The Importance of Reading

5th March 2020
The Importance of Reading

The Importance of Reading by Miss Lapping

There’s a misconception that reading is a solitary activity. I think it’s actually a great way to connect with others and gain different perspectives of life. World Book Day is just one example of how books can be enjoyed by everyone, irrespective of age or ability. Reading has been shown to help us improve vocabulary, reduce stress and sharpen our minds- among its many other benefits! At St Aloysius' College, there is an amazing reading culture and it’s lovely to be a part of that.

In the Junior and Senior Libraries

Both our junior and senior libraries are largely pupil-led, with students picking out the collections, recommending new authors and exploring different genres. The libraries really are a reflection of the pupils. I think young people are more socially conscious than ever before and we’ve started carrying a lot more books that focus on social issues, mental health, and minority groups. It is impossible for me to match the expansive literary knowledge that the pupils display. However, luckily for me, there’s always someone here who’s willing to have a chat about books and try to keep me up to date.

Every week I’m blown away by the books that our Junior School pupils are reading. I’ve found myself discussing Dickens with 9-year-olds and have watched P4’s create their own amazing comics after checking out Tom Gates. Over the last few weeks at the library club, we’ve spoke about the impact of Anne Frank’s Diary, what jobs we’d have if we lived in Harry Potter’s world and rated Murder Most Unladylike as the best crime series. There are no limitations to what they will pick up- something that makes my job a whole lot easier!

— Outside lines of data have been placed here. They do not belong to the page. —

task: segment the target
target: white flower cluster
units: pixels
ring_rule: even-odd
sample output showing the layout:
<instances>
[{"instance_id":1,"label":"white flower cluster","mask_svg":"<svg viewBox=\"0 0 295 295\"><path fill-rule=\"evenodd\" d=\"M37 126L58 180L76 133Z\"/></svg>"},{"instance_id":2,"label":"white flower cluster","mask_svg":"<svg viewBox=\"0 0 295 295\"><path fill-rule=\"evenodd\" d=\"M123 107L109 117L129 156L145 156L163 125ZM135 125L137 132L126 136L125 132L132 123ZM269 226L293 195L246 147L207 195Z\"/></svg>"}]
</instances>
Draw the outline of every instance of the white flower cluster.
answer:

In the senior school, books that have been adapted into films and TV shows are really popular just now. While I am totally biased in my belief that books are better than their movies, watching something can undoubtedly be a really good gateway to discovering new authors and genres. Mark Twain said that ‘classic’ was a term used to describe books that people praise but never read, however, adaptations can make celebrated novels such as Emma and David Copperfield seem less daunting and it’s great to see people get invested in them.


Early Years:

Julia Donaldson, Roald Dahl and Dr Seuss books are guaranteed to be full of fun and spark imagination. I also like biographical books such as Stories for Kids Who Dare to be Different by Ben Brooks, which can inspire and encourage us by telling us about our heroes’ lives.


Books like Wonder, The Goldfish Boy, and The Boy at the Back of the Class are great, contemporary novels that teach us about kindness and embracing our differences. The Horrible Histories and Horrible Sciences collections are a fun way to get into non-fiction and help us make sense of the world around us. 


There are so many diverse YA books, but some of my must-reads for older students are The Book Thief by Markus Zusak, The Curious Incident of the Dog in the Night-Time by Mark Haddon, To Kill a Mocking Bird by Harper Lee and The Colour Purple by Alice Walker.

My favourite book

It’s hard to just pick one! I always think that the last book I’ve read is my favourite. Just now I’m reading The Sound and the Fury by William Faulkner and Do No Harm by Dr. Henry Marsh, both are fascinating in their own ways, but I think I’ll be taking recommendations for something more cheery for my next read!